Are there any two consecutive numbers $n$ and $(n+1)$ such that both $\sigma(n) > 3n$ and $\sigma(n+1) > 3(n+1)$?
You want numbers such that $\frac{\sigma(n)}{n}>3$.
Recall that if $n=\prod\limits_{i=1}^s p_i^{n_i}$ then $\frac{\sigma(n)}{n}=\prod_{i=1}^s \frac{1-(1/p_i)^{n_i+1}}{1-(1/p)}$.
Now, it is not hard to show that $\prod\limits_{i=1}^\infty\frac{1-(1/p_i)^2}{1-(1/p)}=\prod\limits_{i=1}^\infty 1+\frac{1}{p}$ diverges.
This means that we can find distinct primes $a_1,a_2\dots a_m$ and $b_1,b_2\dots b_l$ so that $\prod\limits_{i=1}^m 1+\frac{1}{a_i}>3$ and $\prod\limits_{i=1}^m 1+\frac{1}{b_i}>3$.

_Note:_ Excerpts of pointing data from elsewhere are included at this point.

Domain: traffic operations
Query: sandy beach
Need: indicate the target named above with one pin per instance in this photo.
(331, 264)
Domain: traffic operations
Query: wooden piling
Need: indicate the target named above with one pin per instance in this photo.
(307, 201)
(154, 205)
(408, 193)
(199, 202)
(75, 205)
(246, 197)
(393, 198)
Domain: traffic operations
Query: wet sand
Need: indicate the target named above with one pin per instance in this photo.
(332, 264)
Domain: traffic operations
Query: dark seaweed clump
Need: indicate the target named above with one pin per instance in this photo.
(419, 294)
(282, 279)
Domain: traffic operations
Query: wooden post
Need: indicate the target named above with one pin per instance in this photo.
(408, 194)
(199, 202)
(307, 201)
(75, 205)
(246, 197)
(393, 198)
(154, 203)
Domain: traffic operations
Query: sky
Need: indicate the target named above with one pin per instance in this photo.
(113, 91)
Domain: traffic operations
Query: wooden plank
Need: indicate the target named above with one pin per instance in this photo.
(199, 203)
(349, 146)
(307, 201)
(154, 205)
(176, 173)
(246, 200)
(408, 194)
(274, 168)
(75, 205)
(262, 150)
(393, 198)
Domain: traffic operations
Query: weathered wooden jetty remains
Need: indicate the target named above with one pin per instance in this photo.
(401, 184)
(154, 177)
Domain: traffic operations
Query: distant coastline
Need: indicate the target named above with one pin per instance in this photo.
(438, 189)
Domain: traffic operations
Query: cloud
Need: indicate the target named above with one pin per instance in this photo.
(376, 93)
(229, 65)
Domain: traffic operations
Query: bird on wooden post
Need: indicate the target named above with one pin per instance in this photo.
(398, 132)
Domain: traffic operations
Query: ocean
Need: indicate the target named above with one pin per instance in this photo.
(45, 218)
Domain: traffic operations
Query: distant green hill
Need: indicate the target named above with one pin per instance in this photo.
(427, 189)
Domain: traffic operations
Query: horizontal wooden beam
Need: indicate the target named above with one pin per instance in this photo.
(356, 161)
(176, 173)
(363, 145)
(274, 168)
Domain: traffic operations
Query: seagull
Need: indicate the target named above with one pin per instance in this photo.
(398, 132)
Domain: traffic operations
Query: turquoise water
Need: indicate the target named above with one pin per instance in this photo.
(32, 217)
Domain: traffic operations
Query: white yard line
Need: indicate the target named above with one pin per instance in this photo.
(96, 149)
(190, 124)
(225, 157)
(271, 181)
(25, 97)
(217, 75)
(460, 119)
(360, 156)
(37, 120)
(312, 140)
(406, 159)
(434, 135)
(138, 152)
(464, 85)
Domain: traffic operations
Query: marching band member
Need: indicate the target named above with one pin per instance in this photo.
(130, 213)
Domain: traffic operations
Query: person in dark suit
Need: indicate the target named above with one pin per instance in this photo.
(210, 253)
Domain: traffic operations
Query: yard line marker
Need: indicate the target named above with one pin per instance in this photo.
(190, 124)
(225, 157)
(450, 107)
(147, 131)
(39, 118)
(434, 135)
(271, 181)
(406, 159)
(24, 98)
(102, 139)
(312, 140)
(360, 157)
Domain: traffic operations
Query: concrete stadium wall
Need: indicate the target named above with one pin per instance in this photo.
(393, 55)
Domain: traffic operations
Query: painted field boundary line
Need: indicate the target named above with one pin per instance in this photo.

It is a direct consequence of the chinese remainder theorem that there exists and integer $n$ such that $n\equiv 0 \bmod a_i$ and $n\equiv -1 \bmod b_j$ for all suitable $i,j$.
Therefore we must have that $\frac{\sigma(n)}{n}>3$ and $\frac{\sigma(n+1)}{n+1}>3$ as desired.